Overall, Figure 7 suggests average incomes generally rose, albeit more for White families. Notably, persistent components of income, such as real wages and salaries, disproportionately grew for White and other families. Wages and salaries were about unchanged for Black and Hispanic families, who instead benefited more from government support, including extraordinary pandemic-era programs that have likely ended.
Families Were Able to Meet Required Payments. But Families, Especially Non-White Families, Reported More Economic Uncertainty
Given the unusual composition of income growth in the past three years, and the dissonance between rising wealth and wage growth between races and ethnicities, a natural question is how families, broadly speaking, are faring financially. Are families able to use their income to meet required payments? How do families perceive their current financial situation? And what do they expect for their financial futures? The SCF is well-positioned to answer these questions compared with other surveys, as it asks families both about their actual current financial health—such as debt payments, income, and wealth—along with their perceptions and expectations of their current and future financial health.16
We begin by looking at a measure of whether families could cover debt and housing expenses with their income. In particular, we use the SCF to construct the share of pre-tax income families used to make required payments on loans, rent, and other fees, which we refer to as the "required payment to income ratio" or RPIR.17 The RPIR gives us both a sense of whether families were able to use their income to meet these required payments, and how much income they had left to spend in a more discretionary fashion or to save in order to build wealth.
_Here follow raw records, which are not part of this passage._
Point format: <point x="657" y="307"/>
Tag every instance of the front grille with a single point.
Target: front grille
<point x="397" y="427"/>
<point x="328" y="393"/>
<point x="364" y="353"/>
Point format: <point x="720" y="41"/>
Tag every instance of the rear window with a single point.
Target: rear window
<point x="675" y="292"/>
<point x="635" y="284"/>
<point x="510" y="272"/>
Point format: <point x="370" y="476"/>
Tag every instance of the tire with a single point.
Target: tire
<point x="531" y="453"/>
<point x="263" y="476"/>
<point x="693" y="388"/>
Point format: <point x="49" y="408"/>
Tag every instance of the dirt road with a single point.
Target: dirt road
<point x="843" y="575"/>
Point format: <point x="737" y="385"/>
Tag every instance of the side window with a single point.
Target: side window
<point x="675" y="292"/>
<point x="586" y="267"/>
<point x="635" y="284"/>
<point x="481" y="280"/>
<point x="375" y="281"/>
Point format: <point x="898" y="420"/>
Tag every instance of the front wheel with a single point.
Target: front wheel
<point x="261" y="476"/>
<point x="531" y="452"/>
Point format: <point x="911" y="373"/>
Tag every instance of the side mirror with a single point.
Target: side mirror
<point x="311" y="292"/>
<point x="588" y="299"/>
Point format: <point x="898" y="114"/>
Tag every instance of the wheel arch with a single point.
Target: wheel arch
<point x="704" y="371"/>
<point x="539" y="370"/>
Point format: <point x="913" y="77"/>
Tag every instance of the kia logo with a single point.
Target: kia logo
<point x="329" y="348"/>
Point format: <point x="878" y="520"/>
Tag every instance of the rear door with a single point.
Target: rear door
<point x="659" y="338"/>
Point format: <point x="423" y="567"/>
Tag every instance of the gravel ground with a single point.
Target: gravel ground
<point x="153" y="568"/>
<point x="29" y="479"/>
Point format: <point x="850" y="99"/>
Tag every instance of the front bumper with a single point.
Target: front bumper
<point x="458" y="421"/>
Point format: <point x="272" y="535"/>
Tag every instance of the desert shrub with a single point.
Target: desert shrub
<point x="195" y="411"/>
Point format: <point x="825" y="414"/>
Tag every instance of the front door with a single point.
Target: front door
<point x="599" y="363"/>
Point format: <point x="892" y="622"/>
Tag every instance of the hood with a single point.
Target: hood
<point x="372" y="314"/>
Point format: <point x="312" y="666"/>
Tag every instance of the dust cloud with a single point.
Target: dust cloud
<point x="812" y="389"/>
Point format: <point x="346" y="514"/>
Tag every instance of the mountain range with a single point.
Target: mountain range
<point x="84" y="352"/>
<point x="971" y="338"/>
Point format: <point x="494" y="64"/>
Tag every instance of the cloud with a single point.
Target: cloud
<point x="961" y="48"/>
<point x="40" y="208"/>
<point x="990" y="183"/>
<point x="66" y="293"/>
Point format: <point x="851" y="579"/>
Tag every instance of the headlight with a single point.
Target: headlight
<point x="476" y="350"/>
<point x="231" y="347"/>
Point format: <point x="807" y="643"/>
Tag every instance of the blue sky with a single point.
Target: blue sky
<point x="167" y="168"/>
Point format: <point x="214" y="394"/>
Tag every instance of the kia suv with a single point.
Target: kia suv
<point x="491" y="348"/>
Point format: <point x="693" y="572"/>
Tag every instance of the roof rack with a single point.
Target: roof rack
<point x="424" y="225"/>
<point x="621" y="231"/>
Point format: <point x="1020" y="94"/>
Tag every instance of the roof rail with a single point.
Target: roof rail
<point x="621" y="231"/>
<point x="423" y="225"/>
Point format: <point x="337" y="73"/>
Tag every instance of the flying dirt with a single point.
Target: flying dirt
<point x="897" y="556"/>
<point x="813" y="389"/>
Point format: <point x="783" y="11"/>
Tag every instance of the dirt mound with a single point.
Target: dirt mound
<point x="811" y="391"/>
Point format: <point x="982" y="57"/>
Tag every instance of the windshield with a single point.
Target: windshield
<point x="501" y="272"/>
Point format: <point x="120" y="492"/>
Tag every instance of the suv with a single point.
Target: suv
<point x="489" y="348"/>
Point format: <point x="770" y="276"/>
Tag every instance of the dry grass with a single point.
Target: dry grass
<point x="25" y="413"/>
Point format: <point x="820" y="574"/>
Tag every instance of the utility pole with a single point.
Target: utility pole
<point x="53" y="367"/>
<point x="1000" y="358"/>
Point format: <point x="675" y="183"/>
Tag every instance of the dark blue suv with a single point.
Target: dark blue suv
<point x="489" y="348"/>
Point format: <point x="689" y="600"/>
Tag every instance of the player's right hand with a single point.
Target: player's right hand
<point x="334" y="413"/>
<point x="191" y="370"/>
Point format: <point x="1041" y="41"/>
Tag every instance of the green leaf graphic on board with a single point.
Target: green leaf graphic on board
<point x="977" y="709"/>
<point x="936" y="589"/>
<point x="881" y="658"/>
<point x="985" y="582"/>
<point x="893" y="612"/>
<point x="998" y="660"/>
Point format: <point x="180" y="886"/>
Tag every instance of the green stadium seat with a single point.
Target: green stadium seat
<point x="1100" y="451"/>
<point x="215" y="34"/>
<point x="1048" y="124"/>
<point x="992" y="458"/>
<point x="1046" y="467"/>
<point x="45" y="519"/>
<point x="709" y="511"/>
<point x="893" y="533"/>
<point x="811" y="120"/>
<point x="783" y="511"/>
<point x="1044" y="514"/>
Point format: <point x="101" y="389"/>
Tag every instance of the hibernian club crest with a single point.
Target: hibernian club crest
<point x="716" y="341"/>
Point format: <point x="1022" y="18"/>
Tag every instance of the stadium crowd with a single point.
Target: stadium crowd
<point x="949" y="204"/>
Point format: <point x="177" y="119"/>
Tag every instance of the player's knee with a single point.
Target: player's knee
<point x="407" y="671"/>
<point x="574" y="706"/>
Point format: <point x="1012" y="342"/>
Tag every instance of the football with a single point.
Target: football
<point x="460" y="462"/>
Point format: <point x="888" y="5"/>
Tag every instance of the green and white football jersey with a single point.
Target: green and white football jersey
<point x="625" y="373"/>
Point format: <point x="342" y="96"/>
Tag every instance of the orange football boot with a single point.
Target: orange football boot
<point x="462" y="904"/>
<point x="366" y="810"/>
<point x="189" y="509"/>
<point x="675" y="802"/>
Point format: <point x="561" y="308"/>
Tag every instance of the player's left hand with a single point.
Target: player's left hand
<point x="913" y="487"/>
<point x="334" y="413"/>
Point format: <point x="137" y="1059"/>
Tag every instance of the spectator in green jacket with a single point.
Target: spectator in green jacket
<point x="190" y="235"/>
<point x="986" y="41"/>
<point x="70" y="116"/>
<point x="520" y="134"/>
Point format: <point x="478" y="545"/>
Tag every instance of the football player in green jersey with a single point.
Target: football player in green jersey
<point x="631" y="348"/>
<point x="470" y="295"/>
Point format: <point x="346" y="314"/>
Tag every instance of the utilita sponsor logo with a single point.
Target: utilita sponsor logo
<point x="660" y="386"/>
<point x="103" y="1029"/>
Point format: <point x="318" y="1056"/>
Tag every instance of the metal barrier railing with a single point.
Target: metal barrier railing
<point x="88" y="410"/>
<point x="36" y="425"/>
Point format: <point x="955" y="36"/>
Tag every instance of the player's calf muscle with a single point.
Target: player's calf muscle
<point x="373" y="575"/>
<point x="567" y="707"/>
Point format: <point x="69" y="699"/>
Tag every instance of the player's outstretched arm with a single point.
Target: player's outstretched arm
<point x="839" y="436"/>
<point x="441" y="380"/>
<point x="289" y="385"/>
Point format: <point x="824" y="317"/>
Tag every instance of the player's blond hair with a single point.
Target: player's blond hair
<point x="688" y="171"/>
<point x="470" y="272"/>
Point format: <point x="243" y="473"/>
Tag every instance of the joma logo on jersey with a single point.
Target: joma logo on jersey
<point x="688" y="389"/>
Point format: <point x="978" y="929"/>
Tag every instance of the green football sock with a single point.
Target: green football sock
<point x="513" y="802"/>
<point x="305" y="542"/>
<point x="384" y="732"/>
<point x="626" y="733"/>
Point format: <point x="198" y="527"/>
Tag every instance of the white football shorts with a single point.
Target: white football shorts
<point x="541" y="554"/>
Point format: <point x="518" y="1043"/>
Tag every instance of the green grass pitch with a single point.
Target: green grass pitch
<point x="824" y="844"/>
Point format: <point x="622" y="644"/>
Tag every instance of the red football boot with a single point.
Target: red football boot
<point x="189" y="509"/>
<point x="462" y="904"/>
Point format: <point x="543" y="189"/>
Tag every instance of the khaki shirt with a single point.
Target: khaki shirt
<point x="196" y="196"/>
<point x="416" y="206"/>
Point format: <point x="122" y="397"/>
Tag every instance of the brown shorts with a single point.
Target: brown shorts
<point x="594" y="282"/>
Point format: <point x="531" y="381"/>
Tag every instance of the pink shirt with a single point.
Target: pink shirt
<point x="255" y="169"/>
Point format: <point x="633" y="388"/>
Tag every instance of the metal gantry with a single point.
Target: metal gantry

Figure 8 shows the RPIR for the typical family has continued to tick down for all races and ethnicities even as rents have risen.18 The decline is similar across race and ethnicity, although it's a bit sharper for the typical other family. Altogether, the fall in RPIR suggests a modest improvement in families' abilities to meet their financial obligations without depleting their liquid savings, and more financial stability in the household sector than we saw in the 2008 recession.19
Overall, families were wealthier in 2022 than in 2019 and appear to have had sufficient income to cover their recurring expenses, but some of their ability to cover their expenses with income may have been due to transitory factors that temporarily buoyed incomes in 2021. While families can also cover expenses using wealth, particularly for Black and Hispanic families the gains in wealth were concentrated in housing, which is somewhat illiquid and may not be as useful as liquid wealth for covering recurring expenses. As shown in Figure 4, real average liquid wealth, which includes assets such as cash, checking, and savings accounts, did not grow much for Hispanic families and fell for Black families.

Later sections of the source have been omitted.